Tommaso Fiore di Daniele Giancane, Solfanelli, 2023

di Cosimo Rodia

 

Daniele Giancane compie un gesto d’amore verso un amico, un segno di riconoscenza verso un grande intellettuale, dal quale ha avuto il privilegio di stargli a fianco: Giancane aveva vent’anni e Tommaso Fiore un ottuagenario, s’incontrano al bar e il giovane ascolta dalla viva voce le esperienze formidabili del vecchio pensatore, intrecciate a quelle di altri grandi uomini che hanno fatto la storia dell’Italia del Novecento.

Queste esperienze sono formative e fondative per Giancane, tanto che nel corso degli anni non solo non dimentica il maestro ma gli presta spesso la sua attenzione critica.

In Tommaso Fiore, Giancane mette insieme tre saggi già apparsi qua e là in momenti diversi, sui temi che Fiore aveva sviluppato nel corso della sua vita: Sulla politica, sulla civiltà meridionale, sulla poesia.

Il primo approfondimento tratta del Fiore educatore. E Giancane, ripercorrendo la ricerca antropologica fatta dall’intellettuale pugliese sulle tradizioni del popolo “di formiche”, rileva come gli scritti di Fiore siano a mezza strada tra il romanzo e la cronaca, e che anticipano sia il “Cristo si è fermato a Eboli” di Levi, sia il fondamentale studio etnografico di De Martino; Fiore intuisce (come pochi), che il mondo contadino è segnato da una vera e propria civiltà, dalla forte compresenza di pedagogia ed etica. “In ogni grande educatore, v’è la critica alla società presente e il progetto di un sistema (scolastico, sociale, politico, economico) proiettato nel futuro. C’è l’utopia di un mondo migliore”.
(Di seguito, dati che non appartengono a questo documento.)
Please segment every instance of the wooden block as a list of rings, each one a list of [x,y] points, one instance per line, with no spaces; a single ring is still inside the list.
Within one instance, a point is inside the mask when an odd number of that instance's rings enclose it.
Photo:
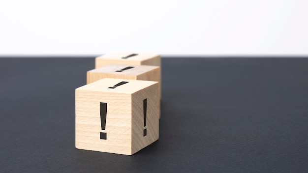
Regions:
[[[160,66],[160,56],[157,54],[139,54],[129,52],[104,55],[96,57],[95,68],[111,64],[148,65]]]
[[[76,89],[76,147],[132,155],[157,140],[158,86],[105,78]]]
[[[88,71],[87,72],[87,84],[107,78],[158,82],[160,118],[161,98],[160,77],[160,68],[159,66],[115,64]]]

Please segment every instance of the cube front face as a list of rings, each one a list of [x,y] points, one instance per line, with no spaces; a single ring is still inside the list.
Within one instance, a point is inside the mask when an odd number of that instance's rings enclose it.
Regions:
[[[118,53],[105,55],[95,58],[95,68],[111,64],[160,66],[160,56],[157,54]]]
[[[106,106],[105,128],[100,111],[105,108],[100,103]],[[130,155],[131,108],[130,94],[76,90],[76,147]],[[106,140],[101,139],[101,132],[105,133]]]
[[[132,155],[158,139],[158,83],[126,81],[113,87],[123,80],[105,79],[76,89],[76,148]]]

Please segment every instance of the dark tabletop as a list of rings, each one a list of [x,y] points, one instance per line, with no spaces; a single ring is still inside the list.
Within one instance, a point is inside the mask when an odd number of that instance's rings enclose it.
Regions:
[[[163,58],[159,140],[132,156],[75,148],[93,58],[0,58],[0,172],[308,170],[308,58]]]

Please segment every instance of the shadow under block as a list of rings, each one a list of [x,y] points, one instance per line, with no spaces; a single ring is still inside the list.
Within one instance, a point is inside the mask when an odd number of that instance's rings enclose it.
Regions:
[[[161,66],[160,56],[157,54],[118,53],[106,54],[96,57],[95,68],[111,64],[148,65]]]
[[[158,139],[158,82],[105,78],[75,92],[77,148],[132,155]]]

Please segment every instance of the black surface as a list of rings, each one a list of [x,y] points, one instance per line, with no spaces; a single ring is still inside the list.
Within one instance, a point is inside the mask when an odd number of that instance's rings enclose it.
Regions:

Inoltre, Giancane manifesta l’altra intuizione di Fiore, ovvero che l’educazione non può che essere democratica, apertamente in contrasto con i sistemi autoritari, poggiata di converso sull’uguaglianza, sull’amore e sulla giustizia.

Nel secondo saggio si dà conto dei tre anni del bimensile di letteratura “Il Risveglio del Mezzogiorno” con i suoi articoli sia di politica, sia di letteratura; nell’ambito di quest’ultima Fiore parla, con una grande intuizione, di peculiarità della poesia meridionale ed inoltre, coraggiosamente, afferma che ci possa essere una poesia non politica, proprio quando tutto era condizionato dalle idee del ’68, in cui la poesia non poteva essere che civile e politica; scrive Giancane: “Tommaso Fiore anche stavolta anticipava i tempi, comprendendo un concetto base della poesia degli ultimissimi anni, che cioè, come si usa dire, ‘il privato è politico’, nel senso che anche i problemi e le angosce dell’individuo isolato… riflettono evidentemente una più vasta problematica generale”.

L’ultimo saggio breve è riferito a nove poesie di Fiore, che Giancane non considera dei capolavori se analizzate sotto i riflettori estetici, perché “troppo dense di richiami eruditi, quasi carducciane nello svolgimento linguistico, legate alla schiavitù della rima e degli schemi metrici e strofici”, ma costituiscono un documento formidabile di “un intellettuale acerrimo avversario della tirannia”, che considerava la poesia come dono e comunicazione… una testimonianza concreta delle parole “di un uomo tra gli uomini”.

Tommaso Fiore è evidentemente un atto di riconoscenza (oggi valore raro) verso un Maestro che all’Autore ha trasmesso, a lui ancora giovane e in cerca della sua strada: idealità, coordinate di lettura della società, temi di approfondimento, che oltre ad essere paradigmatici di per sé, sono stati i principi guida per lo stesso Giancane nel suo lungo percorso di docente universitario e di animatore culturale.